A 48 ans, Claude Robillard sent la fatigue lui peser sur les épaules. Les soirs d’hiver au coin du feu, les rives de Champlain où il a passé ses premières années lui semblent bien loin. Sa deuxième épouse décède le 31 octobre 1708 [6]. On ne peut vieillir seul encore moins lorsque l’on a une parcelle à cultiver et des personnes à charge. Claude reprend donc la flèche de Cupidon à 59 ans. Il épouse Marie Françoise Guillin le 27 janvier 1709 à Ville-Marie. Marie Françoise est normande tout comme lui et fille du Roy. Elle est veuve d’André Trajot. Le couple n’aura pas d’enfant. Claude Robillard quitte Ville-Marie et termine ses dernières années à Champlain. Il rend l’âme le 24 mai 1719 à 69 ans. Marie Françoise le rejoint quelques mois plus tard.
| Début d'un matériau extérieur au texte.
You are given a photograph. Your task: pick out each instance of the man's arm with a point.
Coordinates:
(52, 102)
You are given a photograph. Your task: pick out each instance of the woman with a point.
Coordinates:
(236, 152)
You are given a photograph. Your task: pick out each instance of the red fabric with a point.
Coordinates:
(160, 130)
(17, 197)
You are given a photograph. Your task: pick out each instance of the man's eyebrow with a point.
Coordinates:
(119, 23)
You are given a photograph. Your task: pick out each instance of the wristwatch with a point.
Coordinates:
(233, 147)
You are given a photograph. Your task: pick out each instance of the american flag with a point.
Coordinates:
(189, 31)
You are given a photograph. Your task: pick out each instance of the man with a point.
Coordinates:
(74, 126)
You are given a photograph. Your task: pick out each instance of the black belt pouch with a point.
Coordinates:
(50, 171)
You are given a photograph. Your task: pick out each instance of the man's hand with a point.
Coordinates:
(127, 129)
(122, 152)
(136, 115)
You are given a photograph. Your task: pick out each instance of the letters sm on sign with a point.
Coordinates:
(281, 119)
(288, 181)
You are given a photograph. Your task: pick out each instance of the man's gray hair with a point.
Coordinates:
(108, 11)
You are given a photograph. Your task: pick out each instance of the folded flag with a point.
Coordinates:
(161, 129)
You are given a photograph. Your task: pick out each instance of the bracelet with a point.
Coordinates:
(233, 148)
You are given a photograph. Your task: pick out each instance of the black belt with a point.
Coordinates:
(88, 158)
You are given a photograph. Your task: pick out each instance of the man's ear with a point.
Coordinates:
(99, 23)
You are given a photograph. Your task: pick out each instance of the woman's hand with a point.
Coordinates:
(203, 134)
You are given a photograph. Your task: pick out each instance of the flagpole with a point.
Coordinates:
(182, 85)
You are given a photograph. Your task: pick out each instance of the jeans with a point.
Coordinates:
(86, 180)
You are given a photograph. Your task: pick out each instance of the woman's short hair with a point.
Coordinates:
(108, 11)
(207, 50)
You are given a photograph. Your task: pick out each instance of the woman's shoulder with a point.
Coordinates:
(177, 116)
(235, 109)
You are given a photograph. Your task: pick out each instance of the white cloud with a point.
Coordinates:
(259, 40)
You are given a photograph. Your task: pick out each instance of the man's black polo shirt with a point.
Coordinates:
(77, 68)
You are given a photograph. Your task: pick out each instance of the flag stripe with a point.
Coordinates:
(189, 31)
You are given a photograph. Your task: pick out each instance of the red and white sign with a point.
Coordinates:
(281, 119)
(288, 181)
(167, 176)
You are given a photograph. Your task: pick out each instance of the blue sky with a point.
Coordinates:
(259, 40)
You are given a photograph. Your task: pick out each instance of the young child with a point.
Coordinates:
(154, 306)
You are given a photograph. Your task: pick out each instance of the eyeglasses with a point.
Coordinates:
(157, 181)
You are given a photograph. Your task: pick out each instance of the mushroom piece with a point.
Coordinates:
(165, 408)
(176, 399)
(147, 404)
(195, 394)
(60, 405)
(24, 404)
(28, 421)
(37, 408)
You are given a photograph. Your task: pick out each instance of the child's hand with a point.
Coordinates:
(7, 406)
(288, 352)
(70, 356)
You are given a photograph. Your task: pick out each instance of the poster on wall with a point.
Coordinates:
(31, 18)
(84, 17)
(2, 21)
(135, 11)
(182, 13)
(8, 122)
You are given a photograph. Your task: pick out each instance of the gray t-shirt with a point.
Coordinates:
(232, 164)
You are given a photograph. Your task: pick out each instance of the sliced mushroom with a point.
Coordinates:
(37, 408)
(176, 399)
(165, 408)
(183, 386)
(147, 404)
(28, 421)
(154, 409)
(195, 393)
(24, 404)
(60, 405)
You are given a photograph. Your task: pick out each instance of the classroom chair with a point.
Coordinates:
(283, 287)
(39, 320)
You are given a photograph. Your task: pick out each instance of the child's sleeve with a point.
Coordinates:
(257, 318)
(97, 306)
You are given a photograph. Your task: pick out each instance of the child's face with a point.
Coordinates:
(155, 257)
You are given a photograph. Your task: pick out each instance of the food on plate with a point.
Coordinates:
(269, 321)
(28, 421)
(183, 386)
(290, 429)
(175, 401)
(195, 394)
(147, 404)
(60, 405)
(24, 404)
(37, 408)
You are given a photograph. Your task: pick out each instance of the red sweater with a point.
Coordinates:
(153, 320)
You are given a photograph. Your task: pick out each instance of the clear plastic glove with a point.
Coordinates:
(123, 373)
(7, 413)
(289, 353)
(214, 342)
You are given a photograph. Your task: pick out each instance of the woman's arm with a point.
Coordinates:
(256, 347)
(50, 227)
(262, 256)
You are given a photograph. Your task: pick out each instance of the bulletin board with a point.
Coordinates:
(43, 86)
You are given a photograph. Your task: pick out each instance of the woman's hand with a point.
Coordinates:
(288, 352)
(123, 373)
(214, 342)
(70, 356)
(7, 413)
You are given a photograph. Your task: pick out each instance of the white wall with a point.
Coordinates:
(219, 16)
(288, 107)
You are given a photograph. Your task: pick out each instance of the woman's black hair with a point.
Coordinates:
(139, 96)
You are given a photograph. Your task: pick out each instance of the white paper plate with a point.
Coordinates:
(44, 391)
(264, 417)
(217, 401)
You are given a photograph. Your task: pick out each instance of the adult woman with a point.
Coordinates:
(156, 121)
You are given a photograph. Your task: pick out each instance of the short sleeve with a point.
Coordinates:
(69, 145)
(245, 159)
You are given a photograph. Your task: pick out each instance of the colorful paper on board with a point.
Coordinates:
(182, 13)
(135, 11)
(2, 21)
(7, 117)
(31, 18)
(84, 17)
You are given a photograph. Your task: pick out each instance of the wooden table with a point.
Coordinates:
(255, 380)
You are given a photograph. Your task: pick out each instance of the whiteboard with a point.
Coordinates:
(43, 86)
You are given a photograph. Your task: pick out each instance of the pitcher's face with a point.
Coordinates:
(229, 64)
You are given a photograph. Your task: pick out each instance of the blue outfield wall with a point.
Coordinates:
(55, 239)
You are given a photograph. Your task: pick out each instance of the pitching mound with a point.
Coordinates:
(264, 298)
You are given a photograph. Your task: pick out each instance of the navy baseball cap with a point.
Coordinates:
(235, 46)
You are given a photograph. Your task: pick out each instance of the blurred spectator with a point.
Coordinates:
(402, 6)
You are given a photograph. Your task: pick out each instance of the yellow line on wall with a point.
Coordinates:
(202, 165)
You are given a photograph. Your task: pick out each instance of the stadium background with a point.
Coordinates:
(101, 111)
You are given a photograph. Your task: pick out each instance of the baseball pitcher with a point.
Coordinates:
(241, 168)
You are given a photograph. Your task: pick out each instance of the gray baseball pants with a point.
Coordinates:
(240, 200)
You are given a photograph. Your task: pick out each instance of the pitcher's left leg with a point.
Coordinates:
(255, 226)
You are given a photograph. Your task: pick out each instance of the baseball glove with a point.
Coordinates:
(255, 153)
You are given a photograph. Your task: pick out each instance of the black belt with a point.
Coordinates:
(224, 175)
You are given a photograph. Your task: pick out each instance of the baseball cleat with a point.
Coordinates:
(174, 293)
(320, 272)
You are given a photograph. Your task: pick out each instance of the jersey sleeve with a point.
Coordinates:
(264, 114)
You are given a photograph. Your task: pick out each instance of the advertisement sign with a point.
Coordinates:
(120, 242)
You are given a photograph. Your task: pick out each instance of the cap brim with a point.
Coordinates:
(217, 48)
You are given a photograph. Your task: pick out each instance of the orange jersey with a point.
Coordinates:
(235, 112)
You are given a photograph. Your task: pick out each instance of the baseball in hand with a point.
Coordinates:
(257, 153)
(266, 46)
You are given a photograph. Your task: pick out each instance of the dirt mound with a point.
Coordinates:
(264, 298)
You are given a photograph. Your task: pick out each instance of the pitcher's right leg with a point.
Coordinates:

- Cimetière de Champlain, Crédit Photo : P. Lanouette, 2007
Claude Robillard n’a cessé de construire au cours de son existence : labourer, acheter des terres, prospecter. Aventureux ou avant-gardiste ? Il tente sa chance en quittant son bourg de Normandie pour la Nouvelle-France ayant quitté à peine son enfance. Installé à Champlain, village au bord du fleuve Saint-Laurent, il vend ses terres et tente sa chance en ville avec femme et enfants, en ayant pris au préalable ses précautions. Sans le connaître davantage que par ce récit, que pouvons-nous retenir de ce personnage ? Au vu de son parcours, il a fait preuve de ténacité, d’audace et de volonté. Tel fut Claude Robillard, pionnier sur ces quelques arpents de neige.
Sources :
- Jean Denis Robillard, « Un défricheur au coeur du Québec : Claude Robillard », Editions JDR, 2001. Cote Bibliothèque Nationale du Québec à Montréal : 929.20971 R654.
- Jean Denis Robillard, « L’adolescence d’un pionnier en Nouvelle-France, Claude Robillard », Editions JDR, 1999. Cote Bibliothèque Nationale du Québec à Montréal : 929.20971 R654.